Short-term Disulfiram Administration to Accelerate the Decay of the HIV Reservoir in Antiretroviral-treated HIV Infected Individuals

The recruitment status of this study is unknown because the information has not been verified recently.
Verified March 2011 by University of California, San Francisco.
Recruitment status was  Active, not recruiting
Sponsor:
Collaborator:
Johns Hopkins University
Information provided by:
University of California, San Francisco
ClinicalTrials.gov Identifier:
NCT01286259
First received: January 27, 2011
Last updated: March 22, 2011
Last verified: March 2011
  Purpose

The purpose of this study is to determine whether a two-week course of disulfiram will reduce the HIV-1 latent reservoir in patients on highly active antiretroviral therapy (HAART).


Condition Intervention
HIV-1 Infection
Drug: Disulfiram

Study Type: Interventional
Study Design: Allocation: Non-Randomized
Endpoint Classification: Safety/Efficacy Study
Intervention Model: Single Group Assignment
Masking: Open Label
Official Title: Short-term Disulfiram Administration to Accelerate the Decay of the HIV Reservoir in Antiretroviral-treated HIV Infected Individuals

Resource links provided by NLM:


Further study details as provided by University of California, San Francisco:

Primary Outcome Measures:
  • To determine if the addition of disulfiram to a stable antiretroviral regimen for two weeks results in decline in the size of the HIV-1 reservoir, as defined by the frequency of resting CD4+ T cells harboring replication competent HIV-1. [ Time Frame: 24 weeks ] [ Designated as safety issue: No ]
  • To determine if the addition of disulfiram to a stable antiretroviral regimen for two weeks is associated with an immediate or transient increase in plasma HIV-1 RNA levels. [ Time Frame: Two weeks ] [ Designated as safety issue: Yes ]
    Real time viral load will be measured weekly during the treatment phase.

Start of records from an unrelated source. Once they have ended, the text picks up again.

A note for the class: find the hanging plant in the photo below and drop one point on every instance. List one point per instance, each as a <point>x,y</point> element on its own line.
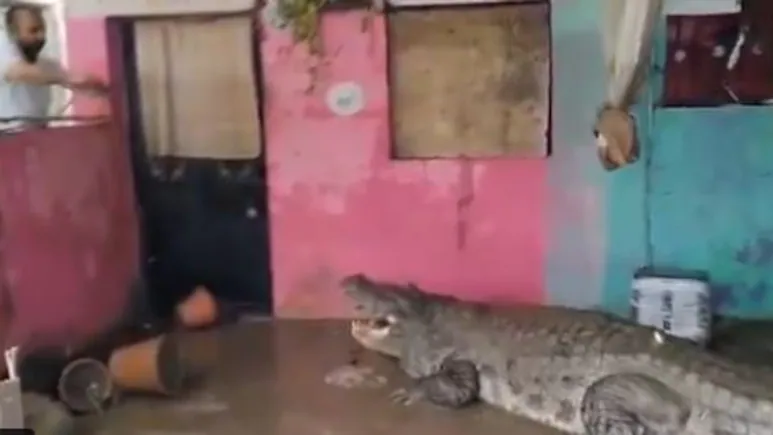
<point>303,19</point>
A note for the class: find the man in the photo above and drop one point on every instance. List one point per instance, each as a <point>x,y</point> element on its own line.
<point>26,77</point>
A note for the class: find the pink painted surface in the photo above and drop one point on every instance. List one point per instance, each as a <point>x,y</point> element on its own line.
<point>339,205</point>
<point>87,44</point>
<point>68,233</point>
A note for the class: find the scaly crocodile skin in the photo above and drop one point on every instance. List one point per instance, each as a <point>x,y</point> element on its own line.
<point>579,371</point>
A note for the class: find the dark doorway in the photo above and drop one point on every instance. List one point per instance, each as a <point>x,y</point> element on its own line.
<point>204,222</point>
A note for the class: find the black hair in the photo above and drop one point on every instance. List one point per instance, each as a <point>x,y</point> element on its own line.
<point>13,11</point>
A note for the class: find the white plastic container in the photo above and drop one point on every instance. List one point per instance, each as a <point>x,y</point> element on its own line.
<point>677,302</point>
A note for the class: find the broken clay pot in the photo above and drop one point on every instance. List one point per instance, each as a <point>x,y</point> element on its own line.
<point>198,310</point>
<point>151,366</point>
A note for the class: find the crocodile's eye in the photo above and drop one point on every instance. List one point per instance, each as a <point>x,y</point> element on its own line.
<point>381,323</point>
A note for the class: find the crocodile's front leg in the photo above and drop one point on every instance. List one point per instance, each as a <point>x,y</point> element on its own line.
<point>454,385</point>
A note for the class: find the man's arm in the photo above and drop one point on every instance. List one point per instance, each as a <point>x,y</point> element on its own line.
<point>47,72</point>
<point>40,73</point>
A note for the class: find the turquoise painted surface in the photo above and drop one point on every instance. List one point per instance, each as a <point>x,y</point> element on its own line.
<point>700,198</point>
<point>575,197</point>
<point>711,202</point>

  • To determine if the addition of disulfiram to a stable antiretroviral regimen for two weeks is safe and well tolerated. [ Time Frame: Two weeks ] [ Designated as safety issue: Yes ]
  • To determine if the addition of disulfiram to a stable antiretroviral regimen for two weeks results in an increase in the frequency of activated CD4+ and CD8+ T cells in peripheral blood. [ Time Frame: 24 weeks ] [ Designated as safety issue: No ]

Estimated Enrollment: 20
Study Start Date: January 2011
Estimated Study Completion Date: June 2012
Estimated Primary Completion Date: June 2012 (Final data collection date for primary outcome measure)
Intervention Details:
    Drug: Disulfiram
    Open label 500mg disulfiram per day by mouth for 14 days
    Other Name: Antabuse
Detailed Description:

This study is using a new approach to try and force HIV out of its protected cellular reservoirs.

Although current therapies are effective at "killing" new viruses that are produced, they are unable to access the virus in cells which were infected before antiretroviral therapy began. HIV can remain "hidden" in a latent (or resting) form in these cells for many years. Since these infected cells can live for many years, they are thought to be the most important barrier to HIV eradication (or "cure").

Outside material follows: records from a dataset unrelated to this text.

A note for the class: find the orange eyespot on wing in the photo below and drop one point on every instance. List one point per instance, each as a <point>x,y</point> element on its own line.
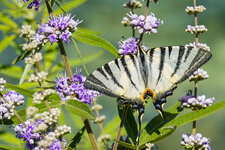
<point>147,93</point>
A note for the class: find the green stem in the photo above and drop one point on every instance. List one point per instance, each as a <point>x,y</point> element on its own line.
<point>79,54</point>
<point>121,126</point>
<point>146,13</point>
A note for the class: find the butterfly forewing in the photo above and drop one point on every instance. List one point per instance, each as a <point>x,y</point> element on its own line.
<point>158,69</point>
<point>120,78</point>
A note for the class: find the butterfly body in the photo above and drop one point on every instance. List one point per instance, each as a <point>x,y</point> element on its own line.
<point>153,73</point>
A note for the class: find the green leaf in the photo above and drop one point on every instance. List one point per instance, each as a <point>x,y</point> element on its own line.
<point>73,143</point>
<point>196,115</point>
<point>66,6</point>
<point>95,40</point>
<point>127,145</point>
<point>6,41</point>
<point>20,90</point>
<point>164,132</point>
<point>153,129</point>
<point>6,122</point>
<point>6,147</point>
<point>6,20</point>
<point>26,70</point>
<point>130,124</point>
<point>79,108</point>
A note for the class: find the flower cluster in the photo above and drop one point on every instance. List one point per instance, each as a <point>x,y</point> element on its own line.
<point>195,142</point>
<point>58,28</point>
<point>199,75</point>
<point>198,103</point>
<point>74,89</point>
<point>27,133</point>
<point>40,77</point>
<point>148,24</point>
<point>33,58</point>
<point>26,31</point>
<point>200,45</point>
<point>133,4</point>
<point>34,3</point>
<point>195,10</point>
<point>9,102</point>
<point>129,46</point>
<point>196,29</point>
<point>2,84</point>
<point>41,131</point>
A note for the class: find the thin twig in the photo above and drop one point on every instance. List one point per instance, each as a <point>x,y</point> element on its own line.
<point>121,126</point>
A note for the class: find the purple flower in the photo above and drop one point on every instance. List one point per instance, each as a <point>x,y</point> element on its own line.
<point>148,24</point>
<point>198,103</point>
<point>35,3</point>
<point>27,134</point>
<point>74,89</point>
<point>195,142</point>
<point>56,145</point>
<point>7,108</point>
<point>58,28</point>
<point>129,46</point>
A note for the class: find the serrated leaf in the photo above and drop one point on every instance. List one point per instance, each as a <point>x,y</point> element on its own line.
<point>25,72</point>
<point>6,41</point>
<point>130,124</point>
<point>79,108</point>
<point>152,129</point>
<point>25,92</point>
<point>73,143</point>
<point>127,145</point>
<point>196,115</point>
<point>95,40</point>
<point>6,20</point>
<point>66,6</point>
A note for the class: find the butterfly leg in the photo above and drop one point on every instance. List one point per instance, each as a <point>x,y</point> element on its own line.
<point>159,106</point>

Many experts believe that one way to attack latent or "hidden" HIV is to use a drug than can "turn on" the virus and hence force HIV-1 out of resting T cells. In a recent study done in the laboratory, disulfiram proved to be among the most effective drugs currently available that can reactivate latent HIV-1,

Our primary hypothesis is that disulfiram will reduce the latent reservoir of HIV-1 in patients on highly active antiretroviral therapy (HAART). Theoretically, disulfiram will force HIV to replicate (grow) and thus result in the death of the infected cell. Standard antiretroviral drugs should prevent new cells from becoming infected. The end result of this process is that the total amount of HIV in the body will decline over time.

  Eligibility

Ages Eligible for Study:   18 Years and older
Genders Eligible for Study:   Both
Accepts Healthy Volunteers:   No
Criteria

Inclusion Criteria:

  • Documented continuous HAART for at least 18 months prior to study entry and on a stable regimen for at least 3 months prior to entry.
  • Documented undetectable HIV viral loads for at least one year. Intermittent isolated episodes of detectable low-level viremia "blips" (> 50 but < 500 copies RNA/mL) remain eligible.
  • Screening plasma HIV-1 RNA levels < 40 copies RNA/mL.
  • CD4 T-cell count above 200 cells/uL for 24 weeks prior to screen.
  • >90% adherence to therapy within the preceding 30 days.
  • Females of childbearing potential must have a negative serum pregnancy test at screening and agree to use a double-barrier method of contraception throughout the study period.
  • Willing to abstain from any alcohol during the two week period in which disulfiram will be administered and during the two week period immediately after disulfiram administration.

Exclusion Criteria:

  • Current alcohol use disorder or hazardous alcohol use as determined by clinical evaluation.
  • Current use of any drug formulation that contains alcohol or that might contain alcohol.
  • Current use of tipranavir.
  • Current use of maraviroc.
  • Current use of warfarin.
  • Intending to modify antiretroviral therapy in the next 27 weeks for any reason.
  • Serious illness requiring hospitalization or parental antibiotics within preceding 3 months.
  • Severe myocardial disease or coronary artery disease.
  • History of psychosis.
  • Clinically active hepatitis determined by the study physician; ALT or AST >3 x the upper limit of normal.
  • Concurrent treatment with immunomodulatory drugs, or exposure to any immunomodulatory drug in past 16 weeks.
  • Pregnant or breastfeeding women.
  Contacts and Locations
Choosing to participate in a study is an important personal decision. Talk with your doctor and family members or friends about deciding to join a study. To learn more about this study, you or your doctor may contact the study research staff using the Contacts provided below. For general information, see Learn About Clinical Studies.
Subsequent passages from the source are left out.